I’ve been heartened by talking to several savvy security people with an engineering focus dead set on making their developer’s lives easier by building security INTO the workflow of their cloud native platforms. This trend is backed up by Puppet’s 2024 state of Platform Engineering survey which suggests that security is now a part of platform engineering from the start.
These security engineers also have the foresight to understand that security at cloud native scale will be challenging and costly. Venafi’s recent survey suggested that the number one challenge they face across compute environments is security inconsistencies between on-premises and public cloud.
What can enterprises do about this? Well, anecdotally I’m seeing security deploy scalable, ‘cloud native friendly’ tooling for platform teams to consume locally and then govern those tools with polices that are managed centrally using existing security products. This trend of managing centrally and deploying locally is helping their engineers move quickly but do it securely. It’s also removing the need to retrofit heavyweight tooling that is not designed for cloud native environments. I’ve personally seen this model work in the case of Venafi’s Firefly workload identity issuer.
Overall, I expect to see a real growth in security roles focused on platform engineering, and I am excited to see how cloud security architects will embrace a spirit of ‘security engineering’ that is different to ‘traditional infosec’.
Conclusion
The pressure on platform engineers and security teams is already intense. An informal poll at Kubecon told me that people feel the effects of a couple of tough economic years. Many people were worried about underinvestment in headcount leading to an inability to offer a good service to internal customers.

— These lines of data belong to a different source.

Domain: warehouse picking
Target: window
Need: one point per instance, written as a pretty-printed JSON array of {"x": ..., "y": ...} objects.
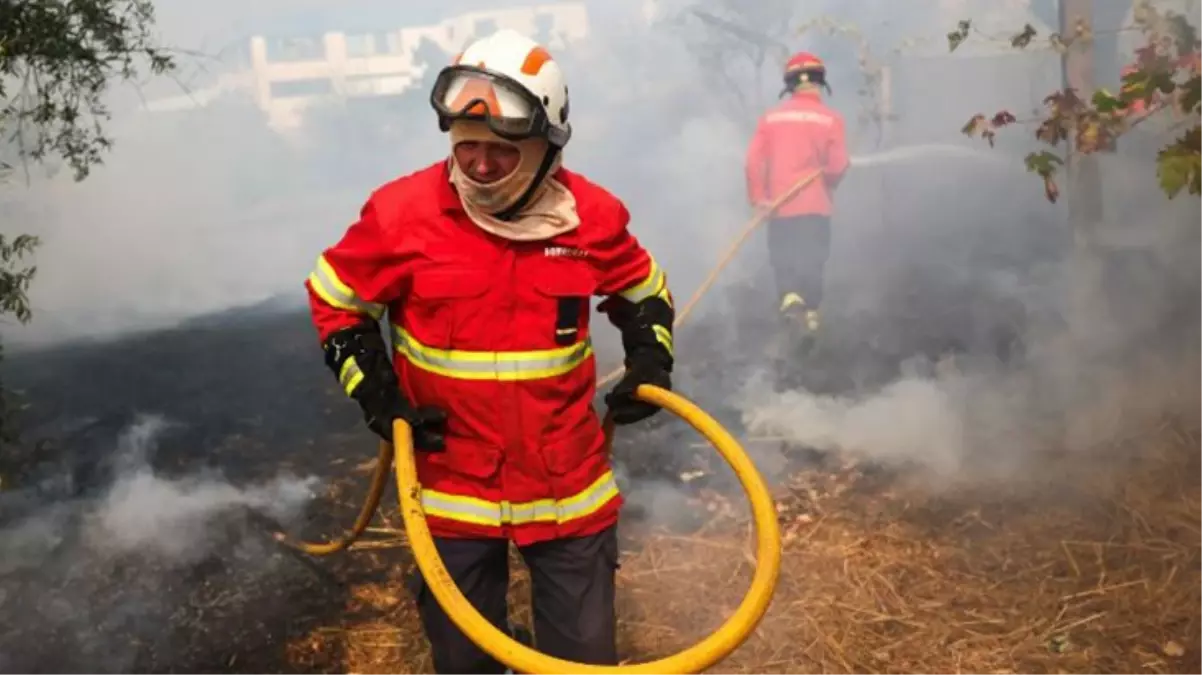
[
  {"x": 359, "y": 46},
  {"x": 302, "y": 88},
  {"x": 296, "y": 49}
]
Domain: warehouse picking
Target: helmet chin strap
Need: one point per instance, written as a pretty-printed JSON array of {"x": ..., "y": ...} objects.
[{"x": 548, "y": 160}]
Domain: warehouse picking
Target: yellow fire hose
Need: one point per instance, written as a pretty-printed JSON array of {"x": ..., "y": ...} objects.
[{"x": 524, "y": 659}]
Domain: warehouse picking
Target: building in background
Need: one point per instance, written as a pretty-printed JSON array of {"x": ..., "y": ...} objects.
[{"x": 301, "y": 64}]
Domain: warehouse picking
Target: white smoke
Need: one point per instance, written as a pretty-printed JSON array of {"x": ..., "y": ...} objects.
[{"x": 101, "y": 571}]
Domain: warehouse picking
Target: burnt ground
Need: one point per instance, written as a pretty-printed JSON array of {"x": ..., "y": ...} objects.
[{"x": 879, "y": 575}]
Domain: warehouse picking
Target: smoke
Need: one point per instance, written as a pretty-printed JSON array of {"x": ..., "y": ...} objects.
[
  {"x": 967, "y": 332},
  {"x": 103, "y": 580}
]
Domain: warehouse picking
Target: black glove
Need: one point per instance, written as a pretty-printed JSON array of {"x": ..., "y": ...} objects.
[
  {"x": 647, "y": 339},
  {"x": 358, "y": 357}
]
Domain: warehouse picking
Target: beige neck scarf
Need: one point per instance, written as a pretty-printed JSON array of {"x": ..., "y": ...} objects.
[{"x": 549, "y": 211}]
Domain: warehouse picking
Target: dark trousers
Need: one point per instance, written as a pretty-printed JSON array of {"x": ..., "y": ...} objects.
[
  {"x": 572, "y": 589},
  {"x": 798, "y": 248}
]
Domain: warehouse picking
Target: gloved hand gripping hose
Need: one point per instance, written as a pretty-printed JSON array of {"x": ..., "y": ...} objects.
[{"x": 524, "y": 659}]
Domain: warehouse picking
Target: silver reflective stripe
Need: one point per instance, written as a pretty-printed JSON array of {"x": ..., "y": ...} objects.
[
  {"x": 804, "y": 117},
  {"x": 649, "y": 287},
  {"x": 470, "y": 509},
  {"x": 326, "y": 284},
  {"x": 491, "y": 365}
]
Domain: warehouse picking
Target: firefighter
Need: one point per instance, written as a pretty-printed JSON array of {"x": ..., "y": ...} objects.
[
  {"x": 798, "y": 137},
  {"x": 485, "y": 264}
]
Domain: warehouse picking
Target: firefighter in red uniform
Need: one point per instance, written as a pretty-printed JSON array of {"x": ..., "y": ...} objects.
[
  {"x": 797, "y": 138},
  {"x": 486, "y": 263}
]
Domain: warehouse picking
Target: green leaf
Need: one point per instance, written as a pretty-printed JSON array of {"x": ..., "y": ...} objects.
[
  {"x": 1105, "y": 102},
  {"x": 1179, "y": 165},
  {"x": 1043, "y": 163}
]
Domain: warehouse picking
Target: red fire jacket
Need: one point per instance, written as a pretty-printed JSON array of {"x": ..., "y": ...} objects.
[
  {"x": 796, "y": 138},
  {"x": 495, "y": 333}
]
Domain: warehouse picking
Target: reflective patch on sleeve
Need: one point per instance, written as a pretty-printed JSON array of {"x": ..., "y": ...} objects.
[
  {"x": 655, "y": 284},
  {"x": 326, "y": 284}
]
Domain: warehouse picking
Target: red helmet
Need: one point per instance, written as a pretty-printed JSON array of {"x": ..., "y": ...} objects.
[
  {"x": 804, "y": 70},
  {"x": 804, "y": 61}
]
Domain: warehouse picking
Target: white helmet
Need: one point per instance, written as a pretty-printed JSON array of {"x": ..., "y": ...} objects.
[{"x": 510, "y": 82}]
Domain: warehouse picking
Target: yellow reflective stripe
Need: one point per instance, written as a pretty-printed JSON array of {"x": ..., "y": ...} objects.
[
  {"x": 333, "y": 291},
  {"x": 506, "y": 366},
  {"x": 482, "y": 512},
  {"x": 350, "y": 376},
  {"x": 655, "y": 284},
  {"x": 664, "y": 336}
]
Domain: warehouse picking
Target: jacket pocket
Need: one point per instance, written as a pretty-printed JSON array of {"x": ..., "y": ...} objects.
[
  {"x": 465, "y": 457},
  {"x": 567, "y": 287},
  {"x": 439, "y": 302}
]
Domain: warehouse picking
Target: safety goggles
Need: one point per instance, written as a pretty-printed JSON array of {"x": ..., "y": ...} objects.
[{"x": 509, "y": 109}]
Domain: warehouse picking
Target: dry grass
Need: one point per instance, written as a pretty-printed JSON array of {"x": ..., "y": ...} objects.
[{"x": 1095, "y": 571}]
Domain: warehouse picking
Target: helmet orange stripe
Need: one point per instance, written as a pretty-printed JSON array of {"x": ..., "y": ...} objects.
[{"x": 534, "y": 61}]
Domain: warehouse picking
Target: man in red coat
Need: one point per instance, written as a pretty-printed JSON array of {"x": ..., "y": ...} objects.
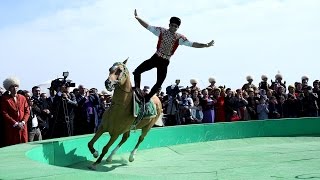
[{"x": 15, "y": 112}]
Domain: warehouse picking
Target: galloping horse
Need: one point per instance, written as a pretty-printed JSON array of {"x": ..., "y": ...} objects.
[{"x": 119, "y": 117}]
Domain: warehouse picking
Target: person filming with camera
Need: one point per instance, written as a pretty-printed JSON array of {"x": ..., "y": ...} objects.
[{"x": 63, "y": 106}]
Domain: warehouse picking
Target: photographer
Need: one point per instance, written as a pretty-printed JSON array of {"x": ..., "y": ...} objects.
[
  {"x": 63, "y": 106},
  {"x": 309, "y": 102},
  {"x": 43, "y": 113},
  {"x": 92, "y": 107}
]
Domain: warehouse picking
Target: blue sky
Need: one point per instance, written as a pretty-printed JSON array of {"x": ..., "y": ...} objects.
[{"x": 41, "y": 39}]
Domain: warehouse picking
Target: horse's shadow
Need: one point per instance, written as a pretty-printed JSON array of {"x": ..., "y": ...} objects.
[{"x": 102, "y": 167}]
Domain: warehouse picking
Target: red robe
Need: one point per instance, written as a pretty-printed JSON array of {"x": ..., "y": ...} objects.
[{"x": 9, "y": 110}]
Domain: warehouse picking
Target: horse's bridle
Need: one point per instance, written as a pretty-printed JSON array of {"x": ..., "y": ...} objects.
[{"x": 124, "y": 74}]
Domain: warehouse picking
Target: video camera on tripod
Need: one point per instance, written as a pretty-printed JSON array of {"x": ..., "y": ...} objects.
[
  {"x": 62, "y": 106},
  {"x": 59, "y": 82}
]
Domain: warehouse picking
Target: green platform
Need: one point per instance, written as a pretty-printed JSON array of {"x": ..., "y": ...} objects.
[{"x": 271, "y": 149}]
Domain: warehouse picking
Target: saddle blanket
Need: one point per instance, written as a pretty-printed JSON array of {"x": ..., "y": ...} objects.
[{"x": 149, "y": 111}]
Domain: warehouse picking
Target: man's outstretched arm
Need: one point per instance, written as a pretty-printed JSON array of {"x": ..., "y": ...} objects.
[
  {"x": 142, "y": 22},
  {"x": 201, "y": 45}
]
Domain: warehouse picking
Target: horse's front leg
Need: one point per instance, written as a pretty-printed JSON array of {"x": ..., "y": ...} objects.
[
  {"x": 125, "y": 136},
  {"x": 93, "y": 140},
  {"x": 105, "y": 149},
  {"x": 144, "y": 132}
]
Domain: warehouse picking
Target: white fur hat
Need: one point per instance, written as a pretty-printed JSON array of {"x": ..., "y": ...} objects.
[
  {"x": 193, "y": 81},
  {"x": 304, "y": 78},
  {"x": 10, "y": 81},
  {"x": 211, "y": 79},
  {"x": 264, "y": 77},
  {"x": 277, "y": 76},
  {"x": 249, "y": 77}
]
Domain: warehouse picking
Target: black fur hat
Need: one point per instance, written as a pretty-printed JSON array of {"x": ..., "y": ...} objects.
[{"x": 175, "y": 20}]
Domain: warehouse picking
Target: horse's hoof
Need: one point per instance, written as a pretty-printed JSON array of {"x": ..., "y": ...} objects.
[
  {"x": 92, "y": 167},
  {"x": 95, "y": 154},
  {"x": 109, "y": 160},
  {"x": 131, "y": 158}
]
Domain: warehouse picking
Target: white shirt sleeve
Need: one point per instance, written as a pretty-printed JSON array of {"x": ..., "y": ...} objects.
[
  {"x": 184, "y": 41},
  {"x": 155, "y": 30}
]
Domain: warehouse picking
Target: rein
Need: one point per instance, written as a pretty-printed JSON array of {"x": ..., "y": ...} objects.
[{"x": 124, "y": 75}]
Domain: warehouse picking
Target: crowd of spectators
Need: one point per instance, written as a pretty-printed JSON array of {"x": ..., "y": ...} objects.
[{"x": 28, "y": 116}]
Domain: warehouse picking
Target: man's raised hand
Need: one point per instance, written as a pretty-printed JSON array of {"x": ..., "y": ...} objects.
[{"x": 211, "y": 43}]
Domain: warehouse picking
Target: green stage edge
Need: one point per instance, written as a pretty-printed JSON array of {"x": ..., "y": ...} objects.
[{"x": 30, "y": 160}]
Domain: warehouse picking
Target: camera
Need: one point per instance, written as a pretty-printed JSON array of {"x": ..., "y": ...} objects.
[{"x": 59, "y": 82}]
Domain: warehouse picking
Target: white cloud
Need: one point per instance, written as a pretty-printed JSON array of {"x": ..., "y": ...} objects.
[{"x": 252, "y": 37}]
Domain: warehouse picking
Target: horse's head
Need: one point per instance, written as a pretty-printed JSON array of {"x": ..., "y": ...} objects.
[{"x": 118, "y": 74}]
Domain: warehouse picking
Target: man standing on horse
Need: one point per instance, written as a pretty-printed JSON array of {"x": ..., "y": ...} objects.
[{"x": 168, "y": 42}]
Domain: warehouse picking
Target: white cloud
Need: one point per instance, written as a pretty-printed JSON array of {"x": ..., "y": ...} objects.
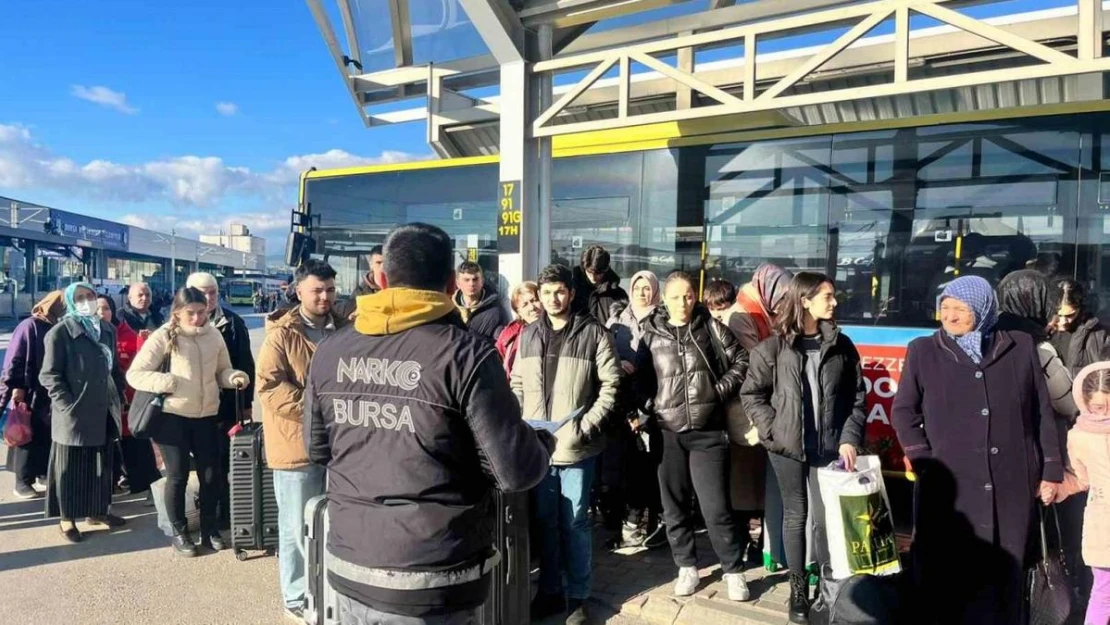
[
  {"x": 197, "y": 189},
  {"x": 104, "y": 97},
  {"x": 226, "y": 109}
]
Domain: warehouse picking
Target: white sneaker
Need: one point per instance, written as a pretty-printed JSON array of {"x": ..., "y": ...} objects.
[
  {"x": 687, "y": 582},
  {"x": 737, "y": 586}
]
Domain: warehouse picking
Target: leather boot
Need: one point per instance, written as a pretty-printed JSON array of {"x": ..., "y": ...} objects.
[
  {"x": 799, "y": 600},
  {"x": 183, "y": 545}
]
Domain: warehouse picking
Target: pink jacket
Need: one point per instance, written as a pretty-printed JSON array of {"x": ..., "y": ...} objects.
[{"x": 1089, "y": 447}]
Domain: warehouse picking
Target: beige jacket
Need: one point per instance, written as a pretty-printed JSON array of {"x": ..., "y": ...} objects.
[
  {"x": 199, "y": 368},
  {"x": 280, "y": 373}
]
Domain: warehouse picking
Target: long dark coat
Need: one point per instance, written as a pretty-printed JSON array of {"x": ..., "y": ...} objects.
[{"x": 981, "y": 439}]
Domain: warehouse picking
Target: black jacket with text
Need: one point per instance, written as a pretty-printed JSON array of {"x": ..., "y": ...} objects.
[{"x": 414, "y": 420}]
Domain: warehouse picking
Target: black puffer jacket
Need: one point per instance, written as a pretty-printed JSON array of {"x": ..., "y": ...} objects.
[
  {"x": 599, "y": 300},
  {"x": 1087, "y": 344},
  {"x": 773, "y": 395},
  {"x": 683, "y": 379}
]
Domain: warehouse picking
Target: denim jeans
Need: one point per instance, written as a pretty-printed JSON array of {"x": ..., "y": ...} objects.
[
  {"x": 293, "y": 489},
  {"x": 354, "y": 613},
  {"x": 565, "y": 535}
]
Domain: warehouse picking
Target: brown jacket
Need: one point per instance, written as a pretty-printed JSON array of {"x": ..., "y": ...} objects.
[{"x": 280, "y": 374}]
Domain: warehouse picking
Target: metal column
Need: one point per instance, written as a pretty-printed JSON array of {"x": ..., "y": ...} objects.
[{"x": 524, "y": 192}]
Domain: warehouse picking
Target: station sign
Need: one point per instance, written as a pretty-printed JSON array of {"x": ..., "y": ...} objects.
[{"x": 508, "y": 218}]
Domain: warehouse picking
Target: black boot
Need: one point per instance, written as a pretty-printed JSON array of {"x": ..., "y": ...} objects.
[
  {"x": 183, "y": 545},
  {"x": 799, "y": 600}
]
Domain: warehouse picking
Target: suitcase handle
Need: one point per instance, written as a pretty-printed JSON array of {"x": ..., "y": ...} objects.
[{"x": 508, "y": 561}]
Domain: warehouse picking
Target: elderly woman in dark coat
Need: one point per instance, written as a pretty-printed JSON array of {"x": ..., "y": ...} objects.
[
  {"x": 974, "y": 415},
  {"x": 81, "y": 373}
]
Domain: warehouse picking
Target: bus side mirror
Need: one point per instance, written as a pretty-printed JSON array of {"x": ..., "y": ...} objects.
[{"x": 298, "y": 248}]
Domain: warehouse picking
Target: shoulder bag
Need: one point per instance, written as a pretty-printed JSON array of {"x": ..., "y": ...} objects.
[{"x": 145, "y": 411}]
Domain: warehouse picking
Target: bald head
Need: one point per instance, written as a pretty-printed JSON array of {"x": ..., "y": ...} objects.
[{"x": 139, "y": 296}]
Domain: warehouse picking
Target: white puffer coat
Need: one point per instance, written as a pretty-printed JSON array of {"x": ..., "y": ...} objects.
[{"x": 199, "y": 368}]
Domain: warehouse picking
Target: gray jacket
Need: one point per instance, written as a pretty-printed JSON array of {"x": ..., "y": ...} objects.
[
  {"x": 587, "y": 377},
  {"x": 83, "y": 392}
]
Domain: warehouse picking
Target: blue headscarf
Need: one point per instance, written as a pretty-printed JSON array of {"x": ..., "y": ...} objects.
[
  {"x": 979, "y": 296},
  {"x": 91, "y": 323}
]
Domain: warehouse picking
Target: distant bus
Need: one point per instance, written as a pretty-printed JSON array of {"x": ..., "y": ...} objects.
[{"x": 240, "y": 292}]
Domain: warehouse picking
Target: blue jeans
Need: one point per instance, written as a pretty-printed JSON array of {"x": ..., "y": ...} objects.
[
  {"x": 293, "y": 489},
  {"x": 565, "y": 535}
]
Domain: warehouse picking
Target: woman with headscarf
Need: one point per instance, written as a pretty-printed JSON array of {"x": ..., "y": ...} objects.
[
  {"x": 135, "y": 467},
  {"x": 20, "y": 382},
  {"x": 81, "y": 373},
  {"x": 526, "y": 308},
  {"x": 975, "y": 417},
  {"x": 635, "y": 447},
  {"x": 756, "y": 304}
]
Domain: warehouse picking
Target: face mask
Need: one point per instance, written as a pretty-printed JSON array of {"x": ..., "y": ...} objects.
[{"x": 86, "y": 308}]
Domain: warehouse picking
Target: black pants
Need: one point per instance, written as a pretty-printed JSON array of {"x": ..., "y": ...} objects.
[
  {"x": 178, "y": 437},
  {"x": 793, "y": 479},
  {"x": 698, "y": 462}
]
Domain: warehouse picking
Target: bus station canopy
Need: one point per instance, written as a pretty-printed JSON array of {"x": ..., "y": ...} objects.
[{"x": 762, "y": 63}]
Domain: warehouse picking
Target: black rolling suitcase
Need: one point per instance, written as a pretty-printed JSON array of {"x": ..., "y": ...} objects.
[
  {"x": 321, "y": 604},
  {"x": 511, "y": 587},
  {"x": 253, "y": 504}
]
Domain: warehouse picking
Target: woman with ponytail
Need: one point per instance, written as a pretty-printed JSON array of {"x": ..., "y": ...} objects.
[
  {"x": 198, "y": 368},
  {"x": 81, "y": 373}
]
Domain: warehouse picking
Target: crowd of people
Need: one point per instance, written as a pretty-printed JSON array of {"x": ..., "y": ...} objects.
[{"x": 661, "y": 410}]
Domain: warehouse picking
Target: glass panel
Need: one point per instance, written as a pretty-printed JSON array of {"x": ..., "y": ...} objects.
[
  {"x": 626, "y": 203},
  {"x": 356, "y": 212},
  {"x": 767, "y": 202},
  {"x": 972, "y": 200}
]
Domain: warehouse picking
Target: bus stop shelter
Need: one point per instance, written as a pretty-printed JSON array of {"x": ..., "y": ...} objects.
[{"x": 504, "y": 77}]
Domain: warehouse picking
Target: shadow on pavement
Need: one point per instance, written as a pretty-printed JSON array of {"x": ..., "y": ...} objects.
[{"x": 141, "y": 533}]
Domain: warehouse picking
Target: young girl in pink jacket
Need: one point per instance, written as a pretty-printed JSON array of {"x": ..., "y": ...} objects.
[{"x": 1089, "y": 449}]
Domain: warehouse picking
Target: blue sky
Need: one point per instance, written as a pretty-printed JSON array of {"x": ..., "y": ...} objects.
[
  {"x": 195, "y": 113},
  {"x": 151, "y": 145}
]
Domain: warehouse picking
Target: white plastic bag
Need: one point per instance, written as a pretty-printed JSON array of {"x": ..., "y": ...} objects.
[{"x": 857, "y": 521}]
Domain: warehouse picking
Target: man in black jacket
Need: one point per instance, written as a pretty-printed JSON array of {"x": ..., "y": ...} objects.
[
  {"x": 139, "y": 311},
  {"x": 481, "y": 305},
  {"x": 596, "y": 286},
  {"x": 414, "y": 420},
  {"x": 238, "y": 339}
]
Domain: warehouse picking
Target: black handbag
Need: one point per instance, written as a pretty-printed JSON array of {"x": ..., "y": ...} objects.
[
  {"x": 145, "y": 411},
  {"x": 1049, "y": 588}
]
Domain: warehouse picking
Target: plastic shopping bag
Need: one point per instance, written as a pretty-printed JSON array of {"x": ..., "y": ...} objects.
[
  {"x": 857, "y": 520},
  {"x": 17, "y": 430}
]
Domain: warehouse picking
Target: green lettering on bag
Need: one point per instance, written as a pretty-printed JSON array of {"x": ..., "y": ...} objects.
[{"x": 869, "y": 533}]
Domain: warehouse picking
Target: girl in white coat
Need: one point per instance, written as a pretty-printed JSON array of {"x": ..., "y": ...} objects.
[{"x": 199, "y": 366}]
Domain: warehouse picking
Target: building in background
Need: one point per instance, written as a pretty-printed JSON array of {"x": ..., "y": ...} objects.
[{"x": 239, "y": 238}]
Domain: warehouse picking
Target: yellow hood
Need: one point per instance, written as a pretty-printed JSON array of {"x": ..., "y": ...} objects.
[{"x": 396, "y": 310}]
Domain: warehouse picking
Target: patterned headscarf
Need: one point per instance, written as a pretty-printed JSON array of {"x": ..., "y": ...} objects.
[
  {"x": 772, "y": 282},
  {"x": 91, "y": 323},
  {"x": 979, "y": 296}
]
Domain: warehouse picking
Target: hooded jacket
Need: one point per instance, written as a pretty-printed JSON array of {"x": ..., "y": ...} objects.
[
  {"x": 599, "y": 300},
  {"x": 1089, "y": 450},
  {"x": 282, "y": 369},
  {"x": 413, "y": 417},
  {"x": 199, "y": 369},
  {"x": 586, "y": 379},
  {"x": 773, "y": 394},
  {"x": 680, "y": 372},
  {"x": 486, "y": 319}
]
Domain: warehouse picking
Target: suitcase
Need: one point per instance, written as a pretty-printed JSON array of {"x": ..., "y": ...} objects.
[
  {"x": 511, "y": 588},
  {"x": 321, "y": 602},
  {"x": 253, "y": 503}
]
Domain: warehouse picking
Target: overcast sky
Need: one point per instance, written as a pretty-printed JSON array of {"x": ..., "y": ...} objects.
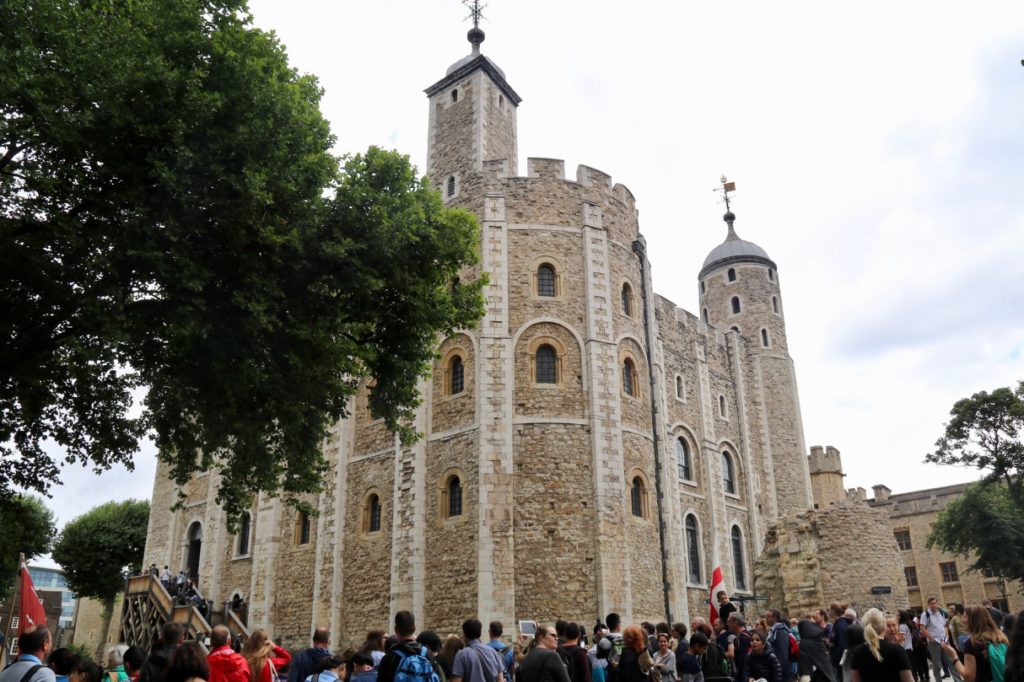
[{"x": 877, "y": 146}]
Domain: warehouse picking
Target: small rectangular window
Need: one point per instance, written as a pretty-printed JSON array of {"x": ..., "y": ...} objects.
[{"x": 910, "y": 572}]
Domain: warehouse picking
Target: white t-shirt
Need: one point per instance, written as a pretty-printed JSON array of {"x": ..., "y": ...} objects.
[{"x": 935, "y": 624}]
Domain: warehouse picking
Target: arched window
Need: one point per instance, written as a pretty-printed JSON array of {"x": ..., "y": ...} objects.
[
  {"x": 455, "y": 497},
  {"x": 372, "y": 514},
  {"x": 637, "y": 498},
  {"x": 546, "y": 281},
  {"x": 629, "y": 378},
  {"x": 245, "y": 528},
  {"x": 683, "y": 459},
  {"x": 547, "y": 369},
  {"x": 728, "y": 473},
  {"x": 737, "y": 558},
  {"x": 692, "y": 550},
  {"x": 458, "y": 373}
]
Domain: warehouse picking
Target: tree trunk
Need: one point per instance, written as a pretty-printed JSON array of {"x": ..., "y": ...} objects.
[{"x": 104, "y": 632}]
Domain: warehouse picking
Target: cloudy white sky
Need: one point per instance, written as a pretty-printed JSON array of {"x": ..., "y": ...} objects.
[{"x": 877, "y": 146}]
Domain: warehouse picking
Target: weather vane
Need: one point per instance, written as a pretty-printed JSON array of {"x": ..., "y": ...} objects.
[
  {"x": 727, "y": 186},
  {"x": 475, "y": 11}
]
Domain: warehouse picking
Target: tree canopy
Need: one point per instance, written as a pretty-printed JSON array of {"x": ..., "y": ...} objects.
[
  {"x": 985, "y": 524},
  {"x": 27, "y": 528},
  {"x": 102, "y": 547},
  {"x": 171, "y": 217},
  {"x": 984, "y": 432}
]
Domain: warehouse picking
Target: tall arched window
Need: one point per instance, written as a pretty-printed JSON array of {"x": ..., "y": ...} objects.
[
  {"x": 547, "y": 366},
  {"x": 627, "y": 299},
  {"x": 455, "y": 497},
  {"x": 692, "y": 550},
  {"x": 245, "y": 527},
  {"x": 737, "y": 558},
  {"x": 728, "y": 473},
  {"x": 304, "y": 527},
  {"x": 629, "y": 378},
  {"x": 458, "y": 372},
  {"x": 372, "y": 514},
  {"x": 546, "y": 281},
  {"x": 637, "y": 494},
  {"x": 683, "y": 459}
]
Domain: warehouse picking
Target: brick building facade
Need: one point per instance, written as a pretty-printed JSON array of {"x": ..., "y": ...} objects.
[{"x": 590, "y": 446}]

On top of this, they are finding it hard to keep up with the pace of evolution and suffer from a lack of product management collaboration as they think about ‘platform as product’.
There’s no question that the expectations around AI, platform engineering and security are going to get even more intense next year. Therefore, how to properly operationalize these technologies is something we’re going to have to figure out quickly in 2025 before we start to realize the benefits. If we don’t get this right, we risk internal friction, more security problems, and burning out the teams we rely on to lead us into this new world.